Firman mengingatkan, pembangunan PIK 1 juga sudah menuai masalah sejak awal. Tapi pemerintah tetap mengizinkannya melangkah dan mengabaikan keberatan DPR serta protes masyarakat setempat. Ia meminta pemerintah dan pihak mengenai mengevaluasi proyek itu secara menyeluruh. Proyek ini, kata dia, semestinya dievaluasi sejak awal lantaran menyalahi Rencana Detail Tata Ruang (RDTR).
“Regulasi kudu ditegakkan. Jangan sampai kemudian ditabrak hanya untuk dalih investasi.

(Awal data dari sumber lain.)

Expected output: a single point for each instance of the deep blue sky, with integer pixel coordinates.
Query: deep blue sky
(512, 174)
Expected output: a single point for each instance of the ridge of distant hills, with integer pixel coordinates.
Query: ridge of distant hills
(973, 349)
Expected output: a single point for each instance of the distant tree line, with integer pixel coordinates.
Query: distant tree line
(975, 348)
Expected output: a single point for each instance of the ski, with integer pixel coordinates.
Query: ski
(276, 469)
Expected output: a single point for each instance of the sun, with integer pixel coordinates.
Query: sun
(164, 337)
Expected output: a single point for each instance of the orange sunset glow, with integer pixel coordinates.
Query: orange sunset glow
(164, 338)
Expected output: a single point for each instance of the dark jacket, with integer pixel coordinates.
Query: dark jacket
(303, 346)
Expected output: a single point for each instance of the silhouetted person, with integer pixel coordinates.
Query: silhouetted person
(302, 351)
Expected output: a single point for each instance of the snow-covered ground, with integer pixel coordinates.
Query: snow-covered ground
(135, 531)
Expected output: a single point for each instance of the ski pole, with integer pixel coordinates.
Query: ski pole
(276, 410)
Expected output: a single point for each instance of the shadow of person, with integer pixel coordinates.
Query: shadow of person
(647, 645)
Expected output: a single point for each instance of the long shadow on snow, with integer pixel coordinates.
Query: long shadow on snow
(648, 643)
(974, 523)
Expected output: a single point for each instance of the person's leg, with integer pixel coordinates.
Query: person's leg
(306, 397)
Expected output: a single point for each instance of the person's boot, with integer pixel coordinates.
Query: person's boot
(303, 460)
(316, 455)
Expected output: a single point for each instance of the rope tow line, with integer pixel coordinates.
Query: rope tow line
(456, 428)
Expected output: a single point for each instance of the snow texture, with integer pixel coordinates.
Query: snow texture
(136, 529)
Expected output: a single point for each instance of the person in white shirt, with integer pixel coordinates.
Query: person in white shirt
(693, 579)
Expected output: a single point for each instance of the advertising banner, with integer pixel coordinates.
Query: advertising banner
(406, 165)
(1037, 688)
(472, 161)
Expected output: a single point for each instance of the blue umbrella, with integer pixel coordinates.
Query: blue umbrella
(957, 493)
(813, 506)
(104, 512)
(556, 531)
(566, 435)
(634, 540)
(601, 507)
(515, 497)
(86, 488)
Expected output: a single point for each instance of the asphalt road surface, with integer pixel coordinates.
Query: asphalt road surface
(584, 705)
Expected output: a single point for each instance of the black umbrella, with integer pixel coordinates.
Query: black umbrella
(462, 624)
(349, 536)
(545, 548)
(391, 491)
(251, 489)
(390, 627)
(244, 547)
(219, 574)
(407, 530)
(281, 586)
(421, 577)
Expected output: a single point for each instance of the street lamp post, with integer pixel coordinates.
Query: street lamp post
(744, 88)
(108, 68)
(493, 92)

Investasi adalah sebuah keniscayaan, tetapi jika investasi mengorbankan rakyat dan kelestarian lingkungan, ini nan perlu diperhatikan dan kudu ditinjau ulang,” katanya.
Firman juga mendesak kepada para ketua kementerian dan lembaga agar tidak mengeluarkan pernyataan nan membingungkan tentang proyek tersebut. “Jangan sampai ada pihak nan dulu menyatakan bahwa proses perizinan sudah clear, tapi dikemudian hari dianulir sendiri dan dinyatakan tetap ada masalah. Ini menunjukkan bahwa pejabat tersebut tidak menguasai masalah.”
Praga Utama, Riri Rahayu, Riky Ferdianto, dan Rizki Yusrial berkontribusi dalam penulisan tulisan ini.